The gifts that keep on being given

Back in the 1950s, a foul-weather weekend with "nothing to do" was commonplace for me and my siblings. As young kids we took few lessons, watched little TV (there wasn't, after all, too much to watch), and accepted that family outings to a movie theater or restaurant were rare treats. We most often stayed at home, playing inside with one another and invited friends. We puttered with our stuff, or worked on a project suggested in our childhood bible, the "Make-It Book." We'd try to convince ourselves that our paper-and-cardboard creations looked as good as those illustrated on the well-thumbed pages.

When things really got slow, Mom always had an idea. One of her best, and one we turned to again and again on a raw and rainy Saturday, was trading. We would each search our desk drawers and shoebox stores and solemnly spread our prized possessions out for barter. Junk was not tolerated; trading was a serious affair, not to be cheapened, and certainly not to be rushed.

The air was electric with possibility as we hunched down on the living-room rug and eyed one another's booty. An offer would be made - this for that, or that for those. So attuned were we to the intrinsic as well as invested value of what lay before us that most offers were reasonable, sincere, and accepted. And so passed many a wintry hour or two. The glow of "new" possessions, the wistful tug of letting go (if only to the next room down the hall) lasted even longer.

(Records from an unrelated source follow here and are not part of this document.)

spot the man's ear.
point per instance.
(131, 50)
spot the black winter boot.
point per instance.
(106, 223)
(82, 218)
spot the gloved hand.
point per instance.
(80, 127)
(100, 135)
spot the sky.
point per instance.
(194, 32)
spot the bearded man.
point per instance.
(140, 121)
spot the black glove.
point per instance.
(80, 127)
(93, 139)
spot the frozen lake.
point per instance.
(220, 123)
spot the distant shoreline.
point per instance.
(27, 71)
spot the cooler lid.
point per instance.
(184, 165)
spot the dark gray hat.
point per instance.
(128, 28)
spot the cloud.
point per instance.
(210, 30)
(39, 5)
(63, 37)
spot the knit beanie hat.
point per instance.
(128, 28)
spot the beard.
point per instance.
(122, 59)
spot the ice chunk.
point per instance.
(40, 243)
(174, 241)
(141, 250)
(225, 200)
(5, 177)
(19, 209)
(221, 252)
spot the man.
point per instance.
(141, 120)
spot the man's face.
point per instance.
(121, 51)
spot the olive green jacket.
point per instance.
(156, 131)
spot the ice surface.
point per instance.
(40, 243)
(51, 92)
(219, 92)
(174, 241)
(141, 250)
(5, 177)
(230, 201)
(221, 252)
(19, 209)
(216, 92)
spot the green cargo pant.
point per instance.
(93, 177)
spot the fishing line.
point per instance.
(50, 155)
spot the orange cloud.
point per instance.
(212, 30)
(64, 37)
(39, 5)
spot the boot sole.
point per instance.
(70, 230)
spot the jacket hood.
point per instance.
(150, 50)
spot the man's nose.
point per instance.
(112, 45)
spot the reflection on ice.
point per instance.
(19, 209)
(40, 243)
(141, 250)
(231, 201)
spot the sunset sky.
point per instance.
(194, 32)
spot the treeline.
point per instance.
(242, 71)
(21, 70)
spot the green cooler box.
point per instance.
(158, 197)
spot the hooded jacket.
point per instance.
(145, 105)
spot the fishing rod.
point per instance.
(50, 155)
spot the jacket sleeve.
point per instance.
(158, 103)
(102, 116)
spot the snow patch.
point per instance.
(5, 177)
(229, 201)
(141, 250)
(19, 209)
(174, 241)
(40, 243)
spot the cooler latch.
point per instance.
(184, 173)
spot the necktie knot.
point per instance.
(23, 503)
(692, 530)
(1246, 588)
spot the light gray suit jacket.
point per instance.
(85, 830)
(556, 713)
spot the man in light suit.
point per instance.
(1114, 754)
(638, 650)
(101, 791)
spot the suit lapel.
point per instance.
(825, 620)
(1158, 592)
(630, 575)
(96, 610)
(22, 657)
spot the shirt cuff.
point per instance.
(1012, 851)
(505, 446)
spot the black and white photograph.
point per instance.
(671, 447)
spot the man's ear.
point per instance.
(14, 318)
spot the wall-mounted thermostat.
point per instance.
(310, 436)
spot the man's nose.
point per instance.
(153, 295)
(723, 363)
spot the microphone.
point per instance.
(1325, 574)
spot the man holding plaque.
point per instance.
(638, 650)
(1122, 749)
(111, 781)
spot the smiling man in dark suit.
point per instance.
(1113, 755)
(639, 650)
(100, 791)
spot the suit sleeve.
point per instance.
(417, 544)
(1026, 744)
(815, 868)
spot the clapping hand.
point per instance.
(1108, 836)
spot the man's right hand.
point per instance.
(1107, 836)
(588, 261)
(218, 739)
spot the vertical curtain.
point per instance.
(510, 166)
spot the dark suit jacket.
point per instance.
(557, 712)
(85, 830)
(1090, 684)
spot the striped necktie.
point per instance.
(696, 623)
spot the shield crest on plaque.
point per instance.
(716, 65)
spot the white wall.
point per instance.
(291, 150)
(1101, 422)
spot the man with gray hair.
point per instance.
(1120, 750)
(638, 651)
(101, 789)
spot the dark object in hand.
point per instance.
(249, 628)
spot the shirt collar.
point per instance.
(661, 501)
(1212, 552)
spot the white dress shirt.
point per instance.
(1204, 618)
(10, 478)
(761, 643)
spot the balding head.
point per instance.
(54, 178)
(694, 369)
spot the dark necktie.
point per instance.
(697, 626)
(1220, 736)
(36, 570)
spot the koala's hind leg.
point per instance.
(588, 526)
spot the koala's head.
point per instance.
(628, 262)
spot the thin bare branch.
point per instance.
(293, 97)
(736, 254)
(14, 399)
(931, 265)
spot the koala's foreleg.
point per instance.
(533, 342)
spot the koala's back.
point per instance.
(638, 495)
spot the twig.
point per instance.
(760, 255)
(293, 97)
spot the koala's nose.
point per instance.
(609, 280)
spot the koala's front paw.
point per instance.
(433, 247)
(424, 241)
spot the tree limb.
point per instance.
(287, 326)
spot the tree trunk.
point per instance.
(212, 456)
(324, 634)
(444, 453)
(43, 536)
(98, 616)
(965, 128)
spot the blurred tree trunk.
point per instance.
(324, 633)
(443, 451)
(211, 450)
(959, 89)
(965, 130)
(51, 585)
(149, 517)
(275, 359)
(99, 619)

So often did certain, universally coveted items pass hands that we no longer recalled who had originally owned them. The "treasure chest" was one of these. It was weighty for its size, made of metal, and had a small lock and key. The top was rounded like a real pirate's chest, and a painted pirate's face gazed out from above the opening. Each of us in turn kept very special keepsakes - untradables - within the treasure chest. Over the years the chest took on the aura of a whimsical bank vault.

Another ace in our trade market was the Daisy Dog, a simple plastic snap-together model of our own beagle. Which of us actually made it and sprinkled the dusting of brown, black, and white fuzz over the painted glue undercoat is a moot point of our family history. The dog-replica went from bedroom to bedroom in a way the real animal (whose bed was in the kitchen) was never allowed to do. We were all hugely attached to both - to the real dog and to the replica for the fact that it could be with us when and where Daisy could not.

THERE were other favorite tradables - like David's yellow wind-up race car, which enticed me more than any of the dolls he never accepted in trade; and Barb's "Teddy," who traveled by train to Florida and back with us before our brother was born. But nothing quite measured up to the treasure chest or snap-together model of our beagle.

For years after we'd achieved independence and adulthood, Christmas meant giving up or receiving one of these prized childhood keepsakes. The fragile plastic model, oddly, became all the more beloved as its fuzzy coating patchily rubbed away, and especially so after the real Daisy gently passed on. When money was tight for one of us, and pricey gifts were hard to manage, we could be assured of making a hit by transferring ownership of one of the old tradable treasures.

But gradually, even that tradition has faded, and my sister and I have seen neither of the two premier objects of our childhood affections for years. Which means that a certain Marine Corps lawyer is hoarding these objects down in North Carolina.

Since we will all be back home in Rochester, N.Y., over the December holidays, I think it's time for another trading day. It'll be fun, nostalgic, and we can show our kids one way to spend a winter afternoon without turning on the television. Maybe some of the old excitement can be recaptured. If Dave packs along the treasure chest and the Daisy dog, there's a chance.